Douglas A. Stirling scite author profile

NUF1/SPC110, encoding a nuclear filament‐related protein which is a component of the yeast spindle pole body (SPB), has been identified in a screen designed to isolate genes encoding targets of yeast calmodulin. Spc110p interacts with calmodulin by two different criteria and the calmodulin interacting region has been localized within the C‐terminus of the protein. Point mutations between residues 898 and 917 further define the calmodulin binding site within this region. Mutations in this domain which abolish calmodulin binding in vitro prevent Spc110p function in vivo, demonstrating that calmodulin binding by Spc110p has important functional consequences.
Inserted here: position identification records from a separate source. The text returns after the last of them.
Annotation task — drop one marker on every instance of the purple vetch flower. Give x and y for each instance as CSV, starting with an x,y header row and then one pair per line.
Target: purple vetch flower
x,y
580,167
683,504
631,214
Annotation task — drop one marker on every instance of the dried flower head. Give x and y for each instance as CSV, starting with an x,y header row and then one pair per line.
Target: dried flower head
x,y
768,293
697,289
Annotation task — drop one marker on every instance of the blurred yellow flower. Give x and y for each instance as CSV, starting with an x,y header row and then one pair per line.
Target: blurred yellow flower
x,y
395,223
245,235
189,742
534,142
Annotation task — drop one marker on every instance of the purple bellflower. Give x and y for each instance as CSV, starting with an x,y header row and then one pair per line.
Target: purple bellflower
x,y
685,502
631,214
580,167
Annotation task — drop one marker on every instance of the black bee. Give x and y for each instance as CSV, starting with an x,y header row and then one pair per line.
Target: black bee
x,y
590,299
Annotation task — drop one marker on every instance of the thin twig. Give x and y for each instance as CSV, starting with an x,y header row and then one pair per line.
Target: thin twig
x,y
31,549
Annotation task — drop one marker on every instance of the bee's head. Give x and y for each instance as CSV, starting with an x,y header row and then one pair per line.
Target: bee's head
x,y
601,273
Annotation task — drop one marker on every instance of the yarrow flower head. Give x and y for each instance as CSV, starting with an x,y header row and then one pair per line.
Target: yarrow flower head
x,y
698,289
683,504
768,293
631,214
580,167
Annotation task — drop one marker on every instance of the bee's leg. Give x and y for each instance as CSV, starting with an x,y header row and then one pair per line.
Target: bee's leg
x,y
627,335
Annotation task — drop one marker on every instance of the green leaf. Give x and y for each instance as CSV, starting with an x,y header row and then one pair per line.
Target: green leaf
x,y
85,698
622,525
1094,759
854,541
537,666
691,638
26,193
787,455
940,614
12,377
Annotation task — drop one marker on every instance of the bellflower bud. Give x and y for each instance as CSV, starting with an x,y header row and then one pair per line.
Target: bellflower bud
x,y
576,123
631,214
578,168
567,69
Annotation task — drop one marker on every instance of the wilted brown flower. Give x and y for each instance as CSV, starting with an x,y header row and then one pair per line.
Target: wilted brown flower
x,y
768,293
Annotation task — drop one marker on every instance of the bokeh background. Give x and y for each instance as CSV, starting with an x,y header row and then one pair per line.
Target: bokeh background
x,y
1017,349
In keeping with a role for calmodulin in Spc110p function, we show that calmodulin localizes to the yeast SPB when cells are prepared under appropriate conditions. Non‐functional mutant Spc110 proteins which cannot bind calmodulin are present at lowered steady‐state levels in the cell; when their level is increased by elevated gene dosage, partial recovery of Spc110p function is seen. Overexpression of calmodulin suppresses the defect(s) associated with the mutant Spc110 proteins, supporting the notion that Spc110p stability is a consequence of its ability to bind calmodulin and pointing to a direct role for calmodulin in Spc110p function.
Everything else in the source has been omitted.